Chatbot Logic on Custom Data from Website
The easiest way to create a chatbot based on your custom data from a website.
By now you guys would know that I am on a journey of developing a chatbot that will be able to answer any questions regarding my University. Previously, I outlined what my plan is, which Large Language Model (LLM) I am going to use, along with how I am going to fetch and store the data. I am now happy to say that I have completed the functionality for the logic of the chatbot.
In this blog, I will outline the steps I took to do this and how you can also achieve the same using data from a website. This code will use OpenAI's API and Pinecone's vector store to store the vector embeddings.
Imports
You might have guessed it. The first stage, before you start any actual coding is to import all the packages and libraries.
Above is the image for all the imports required. I have also included a small comment (apart from import OS) for each import explaining why we need it but don't worry about this now... it will make more sense later when you start coding.
APIs & Pinecone Environment
The next stage is to set up the OpenAI API and Pinecone environment. For this stage, you would need to create an OpenAI account and transfer some money to your account to get started.
Then, go to Pinecone and create an account there. Pinecone has different options but for a normal website, the starter index should be fine which is free. After creating an account, create an API key and an index. It is important to ensure that when creating an index in Pinecone, set the dimensions to 1536 with cosine as the metrics.
Note: it is very useful to set your OpenAI API key as a system variable so you don't need to type out the unique identifier token. This is useful when you want to push your code to GitHub for example, then others will not be able to see your API key.
Set OpenAI API Key as System Variable
If you don't have a paid account or are lacking funds in your OpenAI account, you may see the error message below:
This means that you have made too many requests to the API in a short period of time. To find more information about Rate Limits in OpenAI, you can refer to the documentation which can be found here:
SiteMapLoader
Now we can begin coding!
SiteMapLoader is the Document Loader we will be using. Here, we essentially provide it with a website's XML. It will scrape and load all the pages in the sitemap concurrently returning each page as a document. More information about SiteMapLoader can be found in the LangChain documentation:
SiteMapLoader LangChain Documentation
What is an XML SiteMap?
An XML stores all the URLs for a website. It can also contain extra information such as metadata, which may be useful for increasing the relevancy of search results.

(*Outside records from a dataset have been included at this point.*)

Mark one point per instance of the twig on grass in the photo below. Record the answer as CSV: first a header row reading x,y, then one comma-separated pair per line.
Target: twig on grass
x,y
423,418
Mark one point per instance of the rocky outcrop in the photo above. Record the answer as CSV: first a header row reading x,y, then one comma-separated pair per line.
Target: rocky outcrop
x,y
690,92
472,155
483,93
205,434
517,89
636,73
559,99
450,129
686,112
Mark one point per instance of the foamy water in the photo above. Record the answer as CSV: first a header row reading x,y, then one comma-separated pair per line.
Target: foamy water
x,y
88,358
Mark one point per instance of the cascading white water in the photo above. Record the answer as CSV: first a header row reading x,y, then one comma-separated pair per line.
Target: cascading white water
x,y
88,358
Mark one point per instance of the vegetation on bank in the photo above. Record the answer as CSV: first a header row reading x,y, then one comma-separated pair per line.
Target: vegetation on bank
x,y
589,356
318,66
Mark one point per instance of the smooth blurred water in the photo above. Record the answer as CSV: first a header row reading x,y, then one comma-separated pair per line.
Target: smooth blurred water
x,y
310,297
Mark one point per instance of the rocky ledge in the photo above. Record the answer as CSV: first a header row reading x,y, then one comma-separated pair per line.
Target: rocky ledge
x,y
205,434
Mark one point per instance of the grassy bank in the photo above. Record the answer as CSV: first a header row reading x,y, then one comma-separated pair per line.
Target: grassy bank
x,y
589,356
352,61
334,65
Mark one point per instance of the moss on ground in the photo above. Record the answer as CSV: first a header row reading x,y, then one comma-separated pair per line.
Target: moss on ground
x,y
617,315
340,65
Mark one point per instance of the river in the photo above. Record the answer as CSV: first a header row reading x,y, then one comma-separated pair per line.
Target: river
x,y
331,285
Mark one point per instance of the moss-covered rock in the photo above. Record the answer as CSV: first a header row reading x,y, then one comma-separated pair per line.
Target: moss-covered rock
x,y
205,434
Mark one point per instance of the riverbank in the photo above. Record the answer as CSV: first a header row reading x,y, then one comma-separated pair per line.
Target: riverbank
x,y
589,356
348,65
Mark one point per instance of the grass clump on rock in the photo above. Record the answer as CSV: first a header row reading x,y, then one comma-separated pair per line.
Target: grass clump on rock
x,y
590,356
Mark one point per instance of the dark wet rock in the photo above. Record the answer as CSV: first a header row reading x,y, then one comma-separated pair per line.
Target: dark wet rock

How to get the XML of a Website?
Say for example your URL is:
To get the XML of this, the general rule is to append it with:
sitemap.XML
so in the URL field type:
This should provide you with the sitemap of all the URLs available on the website.
continue_on_failure
It is important to note that if your XML sitemap contains other links with different extensions such as .pdf, then you can add an additional parameter as I have done above which is:
continue_on_failure = True
Normally, whilst siteMapLoader scrapes the URLs, if it comes across something which it does not recognise, then it throws an error and stops running. However, by setting this parameter to True, it would provide a message saying it is not able to scrape this page... and then continue to scrape the remaining URLs.
It is set to False by default so it may be beneficial to you to change it to True.
More information about this can be found here: Continue on Failure SiteMapLoader
Filter URLs
We can also add the parameter: filter_urls
This will only scrape the webpages from the XML provided which starts with the filter passed. This means if you don't require all URLs from the Sitemap, then you can just capture what you need.
More information about this can be found here: Filter URLs on SiteMapLoader
nest_asyncio.apply()
Note: it is also useful to include:
# introduces asynchronous processing to handle tasks concurrently
nest_asyncio.apply()
This introduced asynchronous programming which means we are nesting a new event loop within our existing environment which can help to resolve issues related to event loop conflict.
Fetching Webpages
The SiteMapLoader fetches the webpages from the sitemap provided.
When running the code, it would produce an output such as the image below.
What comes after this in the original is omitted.